Le risque d'érosion est effectivement une menace lourde qui pèse sur la Great Ocean Road, ainsi que la montée des océans. Le gouvernement du Victoria décide de ne pas reconstruire la route, des travaux d'une telle envergure étant eux-mêmes une menace pour la biodiversité, mais étudie actuellement d'autres options. Aujourd'hui, 153 millions de dollars sont investis pour la stabilisation de la Great Ocean Road. Le réchauffement climatique pèse également lourd sur la vie de la Great Ocean Road ; en 2015, c'est 116 habitations qui ont été ravagées par des feux que les autorités ont mis 34 jours à maîtriser. Et la fermeture de la route, pendant les semaines du drame, a mené à une chute vertigineuse de l'économie de l'état.


Mais alors, comment visiter au mieux la Great Ocean Road en profitant d'une réelle plongée dans la nature? La plupart des visites de la mythique route se fond à bord de Tour Bus, ou en voiture, sur quelques jours.

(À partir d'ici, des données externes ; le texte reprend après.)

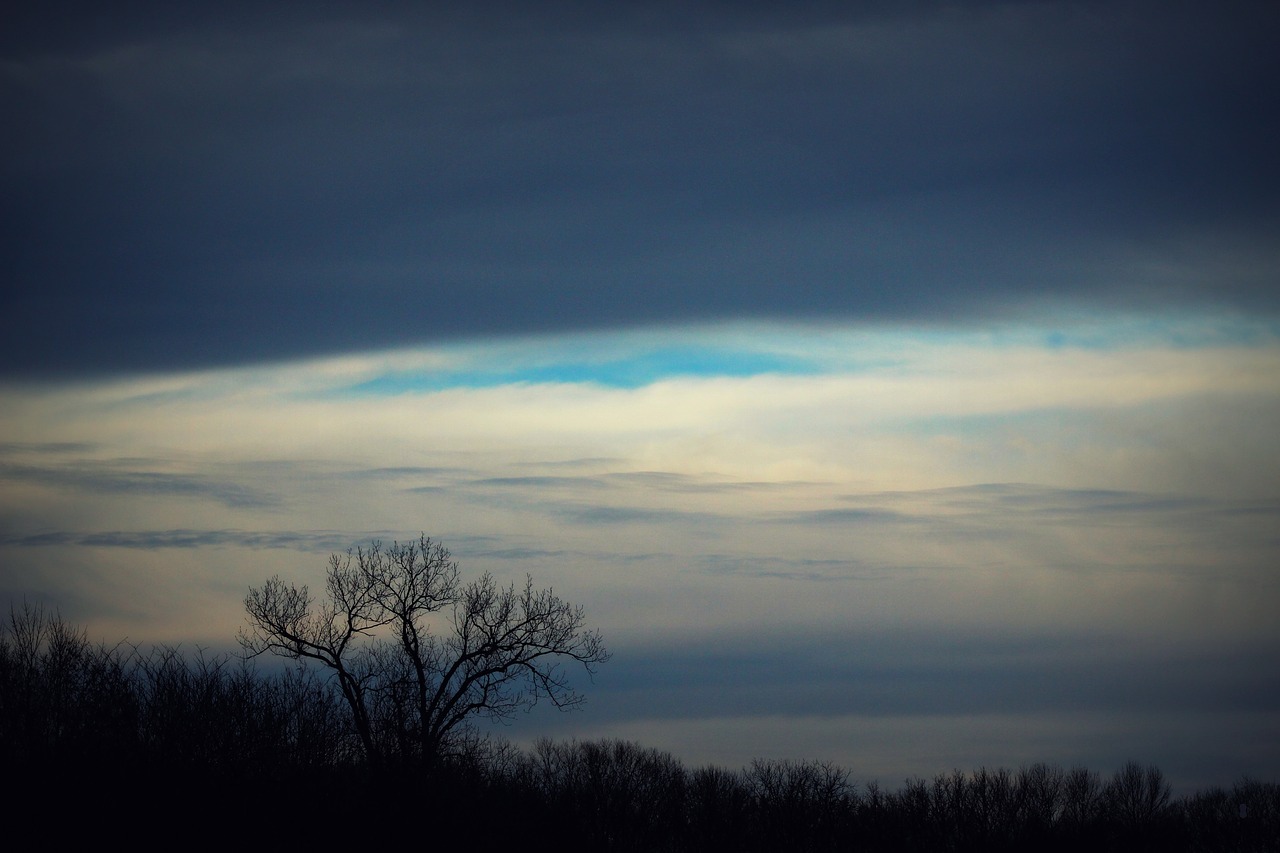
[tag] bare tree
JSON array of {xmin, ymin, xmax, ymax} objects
[{"xmin": 239, "ymin": 537, "xmax": 609, "ymax": 765}]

Mais il y a l'option, moins populaire, qu'offre la Great Ocean Walk ; la randonnée, qui se fait sur 6 jours, parcourt 104 kilomètres, d'Appolo Bay aux 12 Apostles, en passant par notamment Cap Otway, le plus ancien phare d'Australie. Quelques endroits pour dormir existent le long de la Great Ocean Road, mais il faudra accepter que cela soit très réglementé. Et pour cause ; Bimbi Park, par exemple, est un camping sur la route. Il y a 2 ans, c'est 150 koalas qui vivaient librement sur le domaine. Aujourd'hui, ils ne sont plus que 8 ; également, il y a quelques mois, 400 koalas ont été déplacés de Cape Otway à Lorne, menacés par la surpopulation.

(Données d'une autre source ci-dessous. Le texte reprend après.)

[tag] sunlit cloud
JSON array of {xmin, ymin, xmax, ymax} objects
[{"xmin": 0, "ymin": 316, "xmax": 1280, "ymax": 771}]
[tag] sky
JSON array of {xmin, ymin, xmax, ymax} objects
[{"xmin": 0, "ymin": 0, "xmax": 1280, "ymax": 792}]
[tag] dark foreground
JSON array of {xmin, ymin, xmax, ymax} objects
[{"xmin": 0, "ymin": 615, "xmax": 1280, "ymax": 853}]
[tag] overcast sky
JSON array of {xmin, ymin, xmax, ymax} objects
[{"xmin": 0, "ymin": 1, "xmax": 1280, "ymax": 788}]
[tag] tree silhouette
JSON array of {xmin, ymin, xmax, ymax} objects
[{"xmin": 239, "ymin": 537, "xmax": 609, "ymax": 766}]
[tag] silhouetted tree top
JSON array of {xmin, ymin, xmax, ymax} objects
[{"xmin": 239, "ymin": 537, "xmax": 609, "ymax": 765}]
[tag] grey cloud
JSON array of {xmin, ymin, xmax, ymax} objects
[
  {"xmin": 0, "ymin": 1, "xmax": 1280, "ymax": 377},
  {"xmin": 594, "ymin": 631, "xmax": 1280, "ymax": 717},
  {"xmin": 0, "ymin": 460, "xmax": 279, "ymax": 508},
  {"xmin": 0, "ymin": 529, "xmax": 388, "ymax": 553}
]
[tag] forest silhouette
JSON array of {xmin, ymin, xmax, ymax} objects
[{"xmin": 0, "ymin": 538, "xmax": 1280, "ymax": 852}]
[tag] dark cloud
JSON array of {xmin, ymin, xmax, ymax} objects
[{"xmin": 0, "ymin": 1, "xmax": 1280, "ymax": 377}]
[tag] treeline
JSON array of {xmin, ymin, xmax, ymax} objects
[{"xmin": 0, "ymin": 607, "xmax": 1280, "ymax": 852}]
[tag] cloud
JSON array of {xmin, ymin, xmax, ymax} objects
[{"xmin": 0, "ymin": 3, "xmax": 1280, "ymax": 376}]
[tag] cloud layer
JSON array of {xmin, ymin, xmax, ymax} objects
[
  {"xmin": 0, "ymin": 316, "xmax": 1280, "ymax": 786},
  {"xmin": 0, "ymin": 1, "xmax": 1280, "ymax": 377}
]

Les 12 Apôtres ou 12 Apostles (qui d'ailleurs ne sont plus que 8 à cause de l'érosion), sont un peu considérés comme le « clou du spectacle », la fin de la route. Les monolithes, âgés de 10 à 20 millions d'années, trônent au milieu des vagues, culminants à 45 mètres de hauteur au-dessus du niveau de la mer. Or, il peut y avoir une terrible frustration à les observer depuis une plateforme de béton, derrière une barrière, entouré de 300 touristes. L'aura mystique des lieux nous donne envie de nous y assoir, seul, et de contempler la beauté grandiose de la nature. Cependant, si la plage était accessible et que nous pouvions faire cela, pourrait-on réellement le faire ? Nous serions des centaines. De plus, verrait-on les dizaines de pingouins traverser la plage et se jeter dans l'océan à l'heure du coucher du soleil, si nous étions au milieu de leur passage ?

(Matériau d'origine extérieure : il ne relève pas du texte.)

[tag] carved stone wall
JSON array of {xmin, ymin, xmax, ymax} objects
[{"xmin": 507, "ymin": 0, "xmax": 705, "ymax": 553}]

À double tranchant, l'hypertourisme de Great Ocean Road , bien qu'il puisse être repoussant pour le voyageur en quête de terres immaculées, finance en un sens la construction des infrasctructres qui permet aux visiteurs de venir découvrir cette nature, finalement toujours sauvage, du sud du Victoria Australien, et de l'observer, mais de loin.